If one were to look at the trends in the market for the past six months, immuno-oncology, gene editing and gene therapy are still "hot" for pharma and biotech professionals. For medical devices the trends are still around patient monitoring devices with apps for preventive measures in delivering better patient care.
However, for the purposes of this first piece I'll be focusing on immuno-oncology, gene editing and gene therapy as a class rather than any specific product for pharma/biotech, with respect to advancement since these products are still in their infancy.
For medical devices, in one of my later pieces I'll be covering one specific device for heart failure (HF), a progressive medical condition that doesn't leave a lot of options once a patient exhausts all drugs available. The only option is a Left ventricular Assist device (LVAD) which is limited to certain types of patients or a heart transplant which is also limited to certain patient criteria.
Immuno-oncology: Check-point inhibitors
Researchers have found that using a patient's own immune system to recognize and target cancer cells, not only needs a drug to help the immune system recognize the cancer cell, but they also need to consider the micro-environment in getting the drug to hone-in to where the tumor is located and penetrate it to the core.
For example, Roche’s Tecentriq drug was able to have the immune system recognize and attack tumors but reportedly failed to work in a section of patients within their bladder cancer trial. Upon further analysis of their trial data, they discovered two biomarkers: 1) PD-L1, that drives a good response to drugs that inhibit the checkpoint PD-L1, like Tecentriq; and 2) TGF-beta, a protein that drives resistance. The TGF-beta protein levels were high in tumors of patients who did not respond well to Tecentriq.

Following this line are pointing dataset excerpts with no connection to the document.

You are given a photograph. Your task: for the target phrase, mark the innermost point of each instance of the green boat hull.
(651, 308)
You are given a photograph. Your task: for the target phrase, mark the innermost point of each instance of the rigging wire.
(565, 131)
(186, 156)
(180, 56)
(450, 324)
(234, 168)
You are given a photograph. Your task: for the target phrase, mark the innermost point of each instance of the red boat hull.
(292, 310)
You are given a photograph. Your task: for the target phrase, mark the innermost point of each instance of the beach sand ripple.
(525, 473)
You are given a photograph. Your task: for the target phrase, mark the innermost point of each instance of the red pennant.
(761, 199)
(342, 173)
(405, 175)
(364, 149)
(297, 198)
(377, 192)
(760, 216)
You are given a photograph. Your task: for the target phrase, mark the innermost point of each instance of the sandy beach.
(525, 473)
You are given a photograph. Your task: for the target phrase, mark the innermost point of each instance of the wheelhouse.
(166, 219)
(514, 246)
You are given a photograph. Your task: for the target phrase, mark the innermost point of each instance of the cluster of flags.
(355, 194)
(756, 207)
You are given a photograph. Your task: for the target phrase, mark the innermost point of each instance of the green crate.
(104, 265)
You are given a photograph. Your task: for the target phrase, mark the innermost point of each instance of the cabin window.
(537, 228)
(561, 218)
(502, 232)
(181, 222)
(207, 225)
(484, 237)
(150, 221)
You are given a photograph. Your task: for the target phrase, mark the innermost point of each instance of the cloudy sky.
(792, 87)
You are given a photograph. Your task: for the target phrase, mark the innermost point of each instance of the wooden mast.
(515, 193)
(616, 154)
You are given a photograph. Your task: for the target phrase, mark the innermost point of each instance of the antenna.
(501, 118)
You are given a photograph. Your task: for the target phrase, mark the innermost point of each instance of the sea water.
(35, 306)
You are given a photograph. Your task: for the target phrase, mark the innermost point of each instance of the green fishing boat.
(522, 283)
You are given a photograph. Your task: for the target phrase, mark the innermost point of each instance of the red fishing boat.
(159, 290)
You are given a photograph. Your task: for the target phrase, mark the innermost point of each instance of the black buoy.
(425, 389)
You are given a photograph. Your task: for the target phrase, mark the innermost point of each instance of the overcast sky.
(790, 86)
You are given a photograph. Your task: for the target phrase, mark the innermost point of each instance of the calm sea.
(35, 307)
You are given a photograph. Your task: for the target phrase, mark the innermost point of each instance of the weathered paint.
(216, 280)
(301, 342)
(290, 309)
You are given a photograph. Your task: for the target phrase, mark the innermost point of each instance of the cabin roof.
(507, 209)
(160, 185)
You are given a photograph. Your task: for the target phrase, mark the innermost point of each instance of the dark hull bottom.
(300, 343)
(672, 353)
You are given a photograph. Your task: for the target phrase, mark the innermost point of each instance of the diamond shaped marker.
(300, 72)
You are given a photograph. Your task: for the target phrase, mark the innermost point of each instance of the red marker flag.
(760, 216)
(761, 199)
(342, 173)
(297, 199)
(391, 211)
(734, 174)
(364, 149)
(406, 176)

Roche scientists discovered that non-responders were either severely lacking cancer-fighting T cells, or T-cells were stuck to a wall made of collagen that prevented them from getting inside cancer cells. When they used a combination of anti-PD-L1 and an anti-TGF-beta therapy, it allowed more T-cells to penetrate to the center of the tumor, reducing the size of the cancerous mass. This discovery further supports the theory of combination therapy.
Other combinations to boosting immune checkpoint inhibitors are being studied such as combining checkpoints with pentoxifylline, a drug that’s currently used to improve blood circulation for melanoma in mouse models at Columbia University Medical Center. The cocktail helped control the activity of regulatory T cells (Tregs) by preventing them from suppressing cancer-killing T cells. In addition, Memorial Sloan Cancer Center in New York found that in animal trials, an inactivated formulation of the vaccinia virus helped boost tumor-fighting T cells when given along with checkpoint inhibitors.
Other companies have conducted trials with TGF-beta inhibitors but have had mixed results indicating that more research is needed to find better TGF-beta inhibitors.